不思議なのはなぜ同じことが二度起こっているのか、ということ。
ヨウは誰かに恨みを買われているのか。いいや、こう言っては何だが、だとしたらもっと効果的なやり方がある。わざわざ妻を娶って子どもを宿して、そこまで待っている義理は他人にはないのだ。直接本人を狙えばいいだけの話なのだから。
「でもそれは」
やましいことがなければ首を縦に振りさえすればいい。けれど男やもめは肯定も否定もせずに言い訳を始めた。それで二人は、悟ってしまったのだ。
「変なことはない、って……当時の刑事さんが――」
「それについて詳しく話したいのですが、ずっと立たせているつもりでしょうか?」
「えっ……?」
言い淀みながら己の無実を宣言するヨウに切り出したのは、いつだって無遠慮な人物だ。以前は快く部屋に招き入れたのに、今回は明らかに目が泳いでいる。夕食の時間ではあるだろう。が、誰かを入れられない理由としては薄い。
何かが家の中にあるのは違いなかった。

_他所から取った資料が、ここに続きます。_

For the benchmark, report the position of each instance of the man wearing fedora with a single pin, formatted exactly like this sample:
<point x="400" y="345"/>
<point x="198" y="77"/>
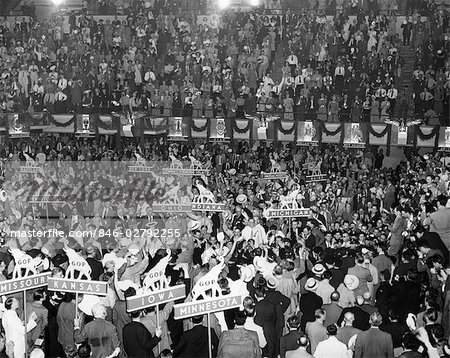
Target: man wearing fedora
<point x="290" y="340"/>
<point x="309" y="302"/>
<point x="281" y="303"/>
<point x="316" y="330"/>
<point x="374" y="342"/>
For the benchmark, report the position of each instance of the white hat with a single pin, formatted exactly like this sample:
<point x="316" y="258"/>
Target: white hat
<point x="126" y="284"/>
<point x="351" y="281"/>
<point x="241" y="199"/>
<point x="247" y="272"/>
<point x="272" y="282"/>
<point x="193" y="225"/>
<point x="318" y="269"/>
<point x="311" y="284"/>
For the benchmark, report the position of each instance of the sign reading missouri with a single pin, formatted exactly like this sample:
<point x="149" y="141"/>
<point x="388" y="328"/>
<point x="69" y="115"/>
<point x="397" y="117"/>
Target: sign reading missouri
<point x="24" y="283"/>
<point x="98" y="288"/>
<point x="151" y="299"/>
<point x="287" y="213"/>
<point x="210" y="305"/>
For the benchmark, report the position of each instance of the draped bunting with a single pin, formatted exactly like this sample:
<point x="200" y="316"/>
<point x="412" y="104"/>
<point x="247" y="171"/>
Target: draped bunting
<point x="286" y="131"/>
<point x="418" y="134"/>
<point x="321" y="128"/>
<point x="235" y="128"/>
<point x="203" y="128"/>
<point x="242" y="130"/>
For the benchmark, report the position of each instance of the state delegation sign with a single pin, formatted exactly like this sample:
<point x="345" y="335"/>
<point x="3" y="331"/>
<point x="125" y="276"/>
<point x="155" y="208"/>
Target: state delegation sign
<point x="151" y="299"/>
<point x="78" y="286"/>
<point x="287" y="213"/>
<point x="24" y="283"/>
<point x="210" y="305"/>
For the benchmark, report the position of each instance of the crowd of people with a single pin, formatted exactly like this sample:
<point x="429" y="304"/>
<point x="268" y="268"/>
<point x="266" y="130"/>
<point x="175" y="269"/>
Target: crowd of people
<point x="345" y="67"/>
<point x="364" y="272"/>
<point x="372" y="250"/>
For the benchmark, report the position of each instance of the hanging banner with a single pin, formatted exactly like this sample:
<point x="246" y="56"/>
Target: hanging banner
<point x="306" y="133"/>
<point x="177" y="128"/>
<point x="85" y="127"/>
<point x="18" y="126"/>
<point x="242" y="128"/>
<point x="199" y="128"/>
<point x="374" y="139"/>
<point x="353" y="136"/>
<point x="444" y="138"/>
<point x="331" y="138"/>
<point x="286" y="131"/>
<point x="209" y="20"/>
<point x="424" y="131"/>
<point x="219" y="131"/>
<point x="105" y="125"/>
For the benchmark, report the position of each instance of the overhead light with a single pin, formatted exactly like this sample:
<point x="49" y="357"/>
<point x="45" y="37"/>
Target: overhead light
<point x="223" y="4"/>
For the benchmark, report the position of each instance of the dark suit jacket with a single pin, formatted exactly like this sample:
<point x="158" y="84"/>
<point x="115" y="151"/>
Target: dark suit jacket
<point x="281" y="303"/>
<point x="138" y="341"/>
<point x="309" y="302"/>
<point x="288" y="342"/>
<point x="374" y="343"/>
<point x="194" y="343"/>
<point x="361" y="317"/>
<point x="333" y="311"/>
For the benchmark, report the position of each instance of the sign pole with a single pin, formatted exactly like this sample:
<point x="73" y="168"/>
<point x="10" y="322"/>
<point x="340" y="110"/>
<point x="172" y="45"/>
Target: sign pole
<point x="208" y="319"/>
<point x="25" y="320"/>
<point x="158" y="323"/>
<point x="76" y="305"/>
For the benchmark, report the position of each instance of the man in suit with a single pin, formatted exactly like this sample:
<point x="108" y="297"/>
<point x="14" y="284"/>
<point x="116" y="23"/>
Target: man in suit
<point x="289" y="341"/>
<point x="363" y="274"/>
<point x="239" y="342"/>
<point x="316" y="330"/>
<point x="361" y="317"/>
<point x="332" y="309"/>
<point x="281" y="303"/>
<point x="309" y="302"/>
<point x="137" y="340"/>
<point x="439" y="220"/>
<point x="194" y="342"/>
<point x="374" y="342"/>
<point x="301" y="351"/>
<point x="396" y="230"/>
<point x="266" y="317"/>
<point x="347" y="331"/>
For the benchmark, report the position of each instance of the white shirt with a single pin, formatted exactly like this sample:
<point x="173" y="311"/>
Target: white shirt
<point x="252" y="326"/>
<point x="331" y="348"/>
<point x="292" y="60"/>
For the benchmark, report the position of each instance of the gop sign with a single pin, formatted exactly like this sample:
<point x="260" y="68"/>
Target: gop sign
<point x="150" y="299"/>
<point x="24" y="283"/>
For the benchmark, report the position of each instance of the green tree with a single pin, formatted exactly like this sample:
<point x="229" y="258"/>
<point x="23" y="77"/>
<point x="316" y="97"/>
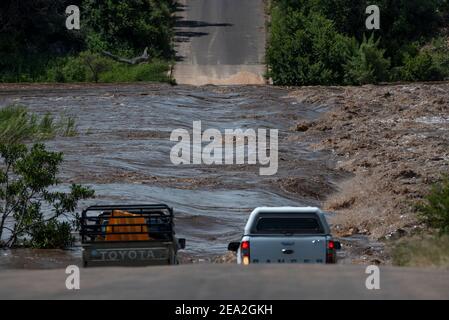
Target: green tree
<point x="305" y="48"/>
<point x="130" y="26"/>
<point x="367" y="64"/>
<point x="27" y="179"/>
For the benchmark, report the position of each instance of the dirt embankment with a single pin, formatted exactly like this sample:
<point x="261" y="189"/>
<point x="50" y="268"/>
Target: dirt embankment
<point x="394" y="140"/>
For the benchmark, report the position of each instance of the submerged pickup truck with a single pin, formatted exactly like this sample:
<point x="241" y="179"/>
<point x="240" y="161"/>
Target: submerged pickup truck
<point x="286" y="235"/>
<point x="124" y="235"/>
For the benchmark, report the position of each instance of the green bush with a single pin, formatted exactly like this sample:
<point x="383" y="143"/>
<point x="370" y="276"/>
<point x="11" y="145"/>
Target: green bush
<point x="18" y="125"/>
<point x="95" y="67"/>
<point x="301" y="32"/>
<point x="50" y="235"/>
<point x="367" y="64"/>
<point x="155" y="71"/>
<point x="434" y="211"/>
<point x="127" y="27"/>
<point x="428" y="64"/>
<point x="28" y="177"/>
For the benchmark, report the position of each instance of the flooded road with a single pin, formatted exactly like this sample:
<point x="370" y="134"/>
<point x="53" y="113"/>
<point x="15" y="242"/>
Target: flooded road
<point x="123" y="152"/>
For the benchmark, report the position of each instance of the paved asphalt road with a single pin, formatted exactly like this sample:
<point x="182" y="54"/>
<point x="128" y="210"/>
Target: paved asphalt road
<point x="220" y="42"/>
<point x="230" y="282"/>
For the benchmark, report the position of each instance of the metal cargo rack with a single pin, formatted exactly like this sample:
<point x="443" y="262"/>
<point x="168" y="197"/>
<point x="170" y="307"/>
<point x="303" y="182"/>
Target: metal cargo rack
<point x="159" y="223"/>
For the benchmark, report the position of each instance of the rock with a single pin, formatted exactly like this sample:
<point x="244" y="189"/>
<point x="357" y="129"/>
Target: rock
<point x="303" y="126"/>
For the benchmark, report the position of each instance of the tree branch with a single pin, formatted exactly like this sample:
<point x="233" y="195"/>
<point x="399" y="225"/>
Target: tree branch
<point x="137" y="60"/>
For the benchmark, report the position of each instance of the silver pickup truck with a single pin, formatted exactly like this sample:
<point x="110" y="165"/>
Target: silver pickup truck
<point x="129" y="235"/>
<point x="286" y="235"/>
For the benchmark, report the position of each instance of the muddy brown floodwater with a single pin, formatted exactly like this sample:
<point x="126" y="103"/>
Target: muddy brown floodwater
<point x="123" y="152"/>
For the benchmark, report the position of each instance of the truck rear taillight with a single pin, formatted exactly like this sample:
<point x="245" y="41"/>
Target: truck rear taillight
<point x="245" y="252"/>
<point x="331" y="252"/>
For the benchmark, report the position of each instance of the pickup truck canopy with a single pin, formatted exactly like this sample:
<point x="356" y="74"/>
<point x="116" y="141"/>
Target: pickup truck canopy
<point x="322" y="228"/>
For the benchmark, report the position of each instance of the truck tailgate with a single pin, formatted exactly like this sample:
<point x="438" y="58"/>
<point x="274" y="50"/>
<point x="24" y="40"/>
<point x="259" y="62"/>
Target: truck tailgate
<point x="295" y="249"/>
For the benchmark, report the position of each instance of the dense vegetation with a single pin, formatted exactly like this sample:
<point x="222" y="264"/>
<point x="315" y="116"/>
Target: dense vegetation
<point x="35" y="44"/>
<point x="326" y="42"/>
<point x="28" y="177"/>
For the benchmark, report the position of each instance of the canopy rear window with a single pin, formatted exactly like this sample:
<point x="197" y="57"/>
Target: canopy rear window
<point x="288" y="224"/>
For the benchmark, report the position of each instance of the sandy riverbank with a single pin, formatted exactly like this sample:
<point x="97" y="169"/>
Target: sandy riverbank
<point x="394" y="140"/>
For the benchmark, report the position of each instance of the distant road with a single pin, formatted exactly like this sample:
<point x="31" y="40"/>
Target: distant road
<point x="199" y="282"/>
<point x="220" y="42"/>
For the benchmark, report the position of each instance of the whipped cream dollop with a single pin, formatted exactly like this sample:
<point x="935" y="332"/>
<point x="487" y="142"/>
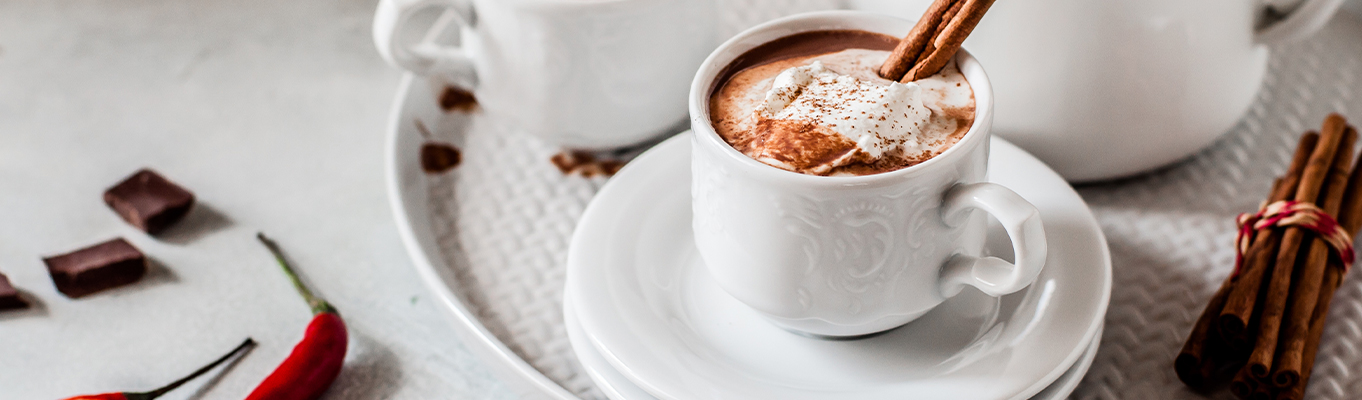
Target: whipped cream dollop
<point x="875" y="116"/>
<point x="832" y="114"/>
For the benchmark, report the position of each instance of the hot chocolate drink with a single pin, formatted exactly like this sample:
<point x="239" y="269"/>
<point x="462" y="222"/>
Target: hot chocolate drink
<point x="815" y="104"/>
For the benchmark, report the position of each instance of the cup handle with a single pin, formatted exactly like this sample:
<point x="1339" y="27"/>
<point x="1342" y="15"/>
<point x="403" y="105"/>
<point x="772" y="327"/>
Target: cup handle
<point x="424" y="57"/>
<point x="1022" y="221"/>
<point x="1301" y="22"/>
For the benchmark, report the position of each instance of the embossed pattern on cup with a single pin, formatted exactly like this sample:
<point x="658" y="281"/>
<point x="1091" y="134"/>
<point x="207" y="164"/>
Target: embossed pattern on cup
<point x="846" y="256"/>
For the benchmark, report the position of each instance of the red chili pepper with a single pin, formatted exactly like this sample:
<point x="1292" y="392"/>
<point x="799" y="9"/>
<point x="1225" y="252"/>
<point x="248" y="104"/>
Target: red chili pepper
<point x="166" y="388"/>
<point x="316" y="361"/>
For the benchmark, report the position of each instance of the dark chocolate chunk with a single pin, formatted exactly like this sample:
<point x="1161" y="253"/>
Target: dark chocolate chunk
<point x="94" y="268"/>
<point x="8" y="295"/>
<point x="439" y="157"/>
<point x="149" y="202"/>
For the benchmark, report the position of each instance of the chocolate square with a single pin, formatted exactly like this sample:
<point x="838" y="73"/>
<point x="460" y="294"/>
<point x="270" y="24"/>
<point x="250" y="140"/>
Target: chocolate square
<point x="94" y="268"/>
<point x="149" y="202"/>
<point x="8" y="295"/>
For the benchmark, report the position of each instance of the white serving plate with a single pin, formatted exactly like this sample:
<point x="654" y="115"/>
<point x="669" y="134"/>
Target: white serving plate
<point x="1170" y="233"/>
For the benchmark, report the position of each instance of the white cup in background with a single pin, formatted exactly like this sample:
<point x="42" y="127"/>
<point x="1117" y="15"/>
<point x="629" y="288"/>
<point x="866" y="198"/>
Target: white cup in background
<point x="1109" y="89"/>
<point x="582" y="74"/>
<point x="849" y="256"/>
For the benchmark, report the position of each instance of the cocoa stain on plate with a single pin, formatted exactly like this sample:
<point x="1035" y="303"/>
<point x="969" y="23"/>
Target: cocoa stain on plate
<point x="439" y="157"/>
<point x="436" y="157"/>
<point x="454" y="98"/>
<point x="584" y="163"/>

見られてはいけない、何かが。
「失礼します、山中さん」
「え、えっ、待っ……! 待ってくださいよ!?」
――ここは自分もとことん無礼者になってやろう。
と、貫は心臓に毛を生やして乗り込んでいく。脱ぎ散らかした靴は、アッシュが丁寧に揃えてくれていた。変なところで几帳面である。
リビングに近付くと、どこそこの家庭よろしく香ばしい匂いが漂ってきた。紛れもなく夕食の時間である。羊の風貌には似つかわしくない、肉料理がずらりと並んでいた。腹は減っているけれど、全くもって食欲が沸かない。その物の正体を、本能で感じているからなのだろうか。
「見事なヒト料理ですね」
「っ!!」
貫の肩越しからひょっこり顔を出したアッシュが平然とそう告げる。
そうだ。これは、元は人間の体だった。
「これほど美しかったなら、オレも食えたかもしれませんね。禁じられていますが」
どこをどう禁じられているのかは明確には言わなかったけれども、毒があるとか棘があるとかで元来食うのに適していない生物ではない。逆に言えば、人はか弱い生き物だ。捕食される可能性が低いからこそ生き長らえているが、猛獣の園に解き放たれればたちまち骨になる。
だから食しても人体的には問題はないと言えるだろう。人間が長い間築き上げてきた、倫理の壁を乗り越えることができるなら。
「こうして前妻も食すに至ったのですね?」
いつの間にかアッシュは保護者の横をするりと抜けて、食卓の皿の傍にあったナイフを持っている。丁寧に、あたかも慣れているような手つきで、どこぞの部分の肉片を切り裂いていった。中まで良く火が通っており、本当に、何も知らされていなければ食べてしまいそうだった。
しばらくして現場を荒らされていることに気付いた貫が、少年を制止にかかる。
「あっ、こら! 変なことはするもんじゃない!」
「失礼しました。つい興味本位で」
人の解剖を趣味にはしてほしくない。マッドサイエンティストならぬ、マッドドクター・アッシュの誕生を思い描いて、貫は頭を振った。
「寒い日が続きましたが、本日は少し暖かいです。事件から三日前後、早くしないと肉の鮮度が落ちてしまいますからね」
片方は子どもとはいえ、人ふたりをどこかに仕舞うのは至難の業だろう。冷蔵庫を見ても一般的な核家庭にありがちな大きさ。仕舞い込むには無理がある。例え冬でも食材はすぐ傷んでしまう。
死体を食べ物と認識するのには抵抗があった。けれど、少なくともこの家の主人にとっては食卓に並べるほどの価値がある。